The White House acknowledged the problem in a June 28 statement on global food security, saying that “while the entire world will continue to be affected by Russia’s actions, the most pressing needs will be in the Horn of Africa,” where Somalia gets 90% of its wheat from. Russia and Ukraine are now struggling to find supplies amid rising prices.
“We’re really trying to avoid mass deaths at this point,” Sarah Charles, assistant director of the US Agency for International Development’s Office of Humanitarian Aid, told the AP, adding that “unfortunately, the nature of these crises makes it slow and then take off very quickly.”
Nimo Hassan, director of the Federation of Somali NGOs, and several others said they believe representatives of donor countries on the ground understand the urgency, but that decision-makers in capitals like Brussels and London seem distracted by the war in Europe.
“They don’t say frankly, ‘We’re focused on Ukraine,'” Hassan said, “but you can see what they’re doing in Ukraine.” “It has to be based on need, not on a political decision, you know?”
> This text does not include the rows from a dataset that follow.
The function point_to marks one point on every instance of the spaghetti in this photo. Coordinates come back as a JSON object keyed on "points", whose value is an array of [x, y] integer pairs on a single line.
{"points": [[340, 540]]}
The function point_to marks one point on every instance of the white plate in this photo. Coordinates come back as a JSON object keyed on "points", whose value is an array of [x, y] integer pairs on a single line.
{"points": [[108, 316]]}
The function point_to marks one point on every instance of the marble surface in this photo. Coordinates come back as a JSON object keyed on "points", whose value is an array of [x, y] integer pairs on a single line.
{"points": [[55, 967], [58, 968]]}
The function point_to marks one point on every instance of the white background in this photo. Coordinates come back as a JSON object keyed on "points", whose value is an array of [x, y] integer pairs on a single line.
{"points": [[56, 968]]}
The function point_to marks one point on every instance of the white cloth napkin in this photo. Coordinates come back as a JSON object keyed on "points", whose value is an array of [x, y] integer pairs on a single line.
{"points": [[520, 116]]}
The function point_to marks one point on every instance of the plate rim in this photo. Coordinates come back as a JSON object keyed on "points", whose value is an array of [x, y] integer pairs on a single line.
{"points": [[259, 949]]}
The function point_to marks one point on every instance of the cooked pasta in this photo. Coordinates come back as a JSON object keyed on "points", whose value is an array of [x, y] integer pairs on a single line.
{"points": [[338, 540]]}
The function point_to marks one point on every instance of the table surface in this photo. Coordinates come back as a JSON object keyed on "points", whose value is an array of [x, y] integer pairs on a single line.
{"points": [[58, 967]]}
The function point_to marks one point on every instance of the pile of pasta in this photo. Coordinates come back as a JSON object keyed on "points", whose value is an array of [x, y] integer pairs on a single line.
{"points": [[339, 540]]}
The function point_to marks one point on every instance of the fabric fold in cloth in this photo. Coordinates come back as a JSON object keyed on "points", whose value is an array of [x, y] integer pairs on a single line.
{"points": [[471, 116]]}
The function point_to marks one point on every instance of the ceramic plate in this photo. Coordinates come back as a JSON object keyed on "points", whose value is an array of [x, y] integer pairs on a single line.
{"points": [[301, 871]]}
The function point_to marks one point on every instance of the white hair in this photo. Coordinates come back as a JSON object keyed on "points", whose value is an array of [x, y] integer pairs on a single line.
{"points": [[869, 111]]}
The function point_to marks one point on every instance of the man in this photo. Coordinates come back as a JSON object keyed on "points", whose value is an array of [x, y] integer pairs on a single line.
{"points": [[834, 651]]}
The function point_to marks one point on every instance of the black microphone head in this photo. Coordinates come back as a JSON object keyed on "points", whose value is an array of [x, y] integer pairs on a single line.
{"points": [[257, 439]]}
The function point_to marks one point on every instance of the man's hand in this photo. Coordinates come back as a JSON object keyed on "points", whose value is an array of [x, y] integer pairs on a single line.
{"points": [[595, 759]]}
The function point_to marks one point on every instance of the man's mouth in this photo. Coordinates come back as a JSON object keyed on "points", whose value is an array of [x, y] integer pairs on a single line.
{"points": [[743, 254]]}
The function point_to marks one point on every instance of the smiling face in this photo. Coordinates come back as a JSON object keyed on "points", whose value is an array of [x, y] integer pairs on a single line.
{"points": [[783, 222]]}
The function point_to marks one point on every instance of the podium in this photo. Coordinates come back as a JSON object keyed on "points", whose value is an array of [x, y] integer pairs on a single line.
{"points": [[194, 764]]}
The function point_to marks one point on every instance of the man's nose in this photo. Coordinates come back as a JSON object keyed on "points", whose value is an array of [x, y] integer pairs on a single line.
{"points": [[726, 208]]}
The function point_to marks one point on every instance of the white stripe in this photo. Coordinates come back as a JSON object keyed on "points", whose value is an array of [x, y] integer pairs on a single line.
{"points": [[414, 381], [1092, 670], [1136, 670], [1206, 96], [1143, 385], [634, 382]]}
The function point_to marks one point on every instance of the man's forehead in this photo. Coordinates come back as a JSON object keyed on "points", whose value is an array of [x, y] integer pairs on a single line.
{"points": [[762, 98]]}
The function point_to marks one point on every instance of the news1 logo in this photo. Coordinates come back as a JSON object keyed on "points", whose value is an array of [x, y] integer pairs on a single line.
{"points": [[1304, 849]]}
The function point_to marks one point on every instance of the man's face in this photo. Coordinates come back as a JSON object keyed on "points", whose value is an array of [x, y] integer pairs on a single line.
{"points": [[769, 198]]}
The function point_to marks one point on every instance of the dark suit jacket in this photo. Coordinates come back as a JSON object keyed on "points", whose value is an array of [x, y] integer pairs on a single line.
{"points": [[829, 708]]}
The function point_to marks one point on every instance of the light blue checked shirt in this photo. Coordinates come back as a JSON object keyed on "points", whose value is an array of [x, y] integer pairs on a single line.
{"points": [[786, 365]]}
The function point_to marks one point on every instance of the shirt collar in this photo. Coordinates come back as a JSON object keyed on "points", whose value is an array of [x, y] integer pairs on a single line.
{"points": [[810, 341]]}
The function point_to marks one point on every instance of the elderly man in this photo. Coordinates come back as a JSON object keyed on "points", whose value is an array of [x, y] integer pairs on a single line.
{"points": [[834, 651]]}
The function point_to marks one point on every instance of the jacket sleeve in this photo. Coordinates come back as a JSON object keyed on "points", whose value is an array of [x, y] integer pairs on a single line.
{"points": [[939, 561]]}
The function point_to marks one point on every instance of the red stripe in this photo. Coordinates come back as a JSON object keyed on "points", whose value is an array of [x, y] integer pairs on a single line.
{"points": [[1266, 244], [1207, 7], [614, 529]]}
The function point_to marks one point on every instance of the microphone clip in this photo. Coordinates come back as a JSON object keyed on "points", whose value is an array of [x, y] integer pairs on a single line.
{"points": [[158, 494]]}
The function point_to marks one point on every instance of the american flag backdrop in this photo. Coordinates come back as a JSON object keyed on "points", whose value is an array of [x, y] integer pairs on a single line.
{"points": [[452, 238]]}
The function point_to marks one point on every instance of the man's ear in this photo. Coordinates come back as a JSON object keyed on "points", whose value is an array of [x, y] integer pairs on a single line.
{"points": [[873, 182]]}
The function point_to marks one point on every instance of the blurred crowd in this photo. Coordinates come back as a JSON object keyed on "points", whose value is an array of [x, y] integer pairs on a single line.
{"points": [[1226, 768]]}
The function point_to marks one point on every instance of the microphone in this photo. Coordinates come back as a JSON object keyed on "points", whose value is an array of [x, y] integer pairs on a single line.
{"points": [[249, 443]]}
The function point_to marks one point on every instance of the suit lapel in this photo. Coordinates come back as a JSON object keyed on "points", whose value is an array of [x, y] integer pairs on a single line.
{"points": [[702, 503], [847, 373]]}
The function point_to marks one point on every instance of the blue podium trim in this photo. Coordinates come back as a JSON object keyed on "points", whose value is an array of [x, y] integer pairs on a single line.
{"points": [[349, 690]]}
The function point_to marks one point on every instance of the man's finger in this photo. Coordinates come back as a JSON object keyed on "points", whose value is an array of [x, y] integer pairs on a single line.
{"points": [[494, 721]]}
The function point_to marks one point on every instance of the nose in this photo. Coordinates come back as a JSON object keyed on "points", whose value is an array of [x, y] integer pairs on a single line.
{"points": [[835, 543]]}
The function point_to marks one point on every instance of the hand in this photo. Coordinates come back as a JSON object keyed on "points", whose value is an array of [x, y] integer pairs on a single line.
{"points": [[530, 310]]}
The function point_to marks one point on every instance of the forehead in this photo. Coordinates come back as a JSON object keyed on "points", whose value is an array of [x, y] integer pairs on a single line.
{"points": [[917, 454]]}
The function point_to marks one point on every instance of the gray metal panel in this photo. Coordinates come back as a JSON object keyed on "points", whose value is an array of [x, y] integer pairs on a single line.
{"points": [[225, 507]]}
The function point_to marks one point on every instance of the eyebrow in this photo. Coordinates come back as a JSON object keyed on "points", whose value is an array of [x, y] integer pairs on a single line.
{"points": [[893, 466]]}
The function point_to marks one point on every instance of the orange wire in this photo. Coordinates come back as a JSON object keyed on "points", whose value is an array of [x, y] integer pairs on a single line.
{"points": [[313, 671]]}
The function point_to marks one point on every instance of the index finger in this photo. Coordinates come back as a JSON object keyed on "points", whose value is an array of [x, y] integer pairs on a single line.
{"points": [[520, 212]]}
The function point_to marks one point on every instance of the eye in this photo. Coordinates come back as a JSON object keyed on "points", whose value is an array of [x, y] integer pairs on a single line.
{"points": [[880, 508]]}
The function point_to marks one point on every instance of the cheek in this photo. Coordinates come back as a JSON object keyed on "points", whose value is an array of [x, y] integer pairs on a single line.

The UN humanitarian agency said less than 30% of new arrivals to camps fleeing drought in Somalia were receiving immediate food or other aid as of April.
“Not all emergencies are created equal,” said Victor Aguayo, UNICEF Director of Nutrition and Child Development, speaking from the Somali region in Ethiopia, speaking of a “very significant increase” in the number of severely wasted children under the age of two.
“Some emergencies are suddenly drawing attention,” Aguayo said, adding that UNICEF is not receiving enough funds to contain the crisis in the Horn of Africa where 1.8 million children need urgent treatment.
The World Food Program, like UNICEF, must shift limited resources from preventing acute hunger to focusing on the severely hungry. This means that more than a quarter of a million children under the age of two in Somalia lost preventive assistance “at the height of famine prevention efforts,” said WFP spokesman, Altan Pat.
Across Somalia, where the poor humanitarian response to the 2010-2012 drought was partially responsible for the deaths of a quarter of a million people, humanitarians are watching the event with trepidation as the fifth consecutive rainy season may fail for the first time in memory.
District Commissioner Mohamed Hussein Abdi said the southern Dolo district near Ethiopia was being “overwhelmed” by new arrivals, and at least 40 people died from April through June. The number of displaced people now outnumbers the population.
At maternal and child health centers in Somalia’s northern Puntland region, nearly every patient was severely malnourished, said Justus Leko, a food security advisor at the charity CARE.
“We can see places where there is not even a drop of water,” said Ahmed Nasir, deputy director of Save Somali Women and Children, speaking to the AP from the field. “If those people in the decision-making offices could see what we’re seeing now, they would just release the money immediately.”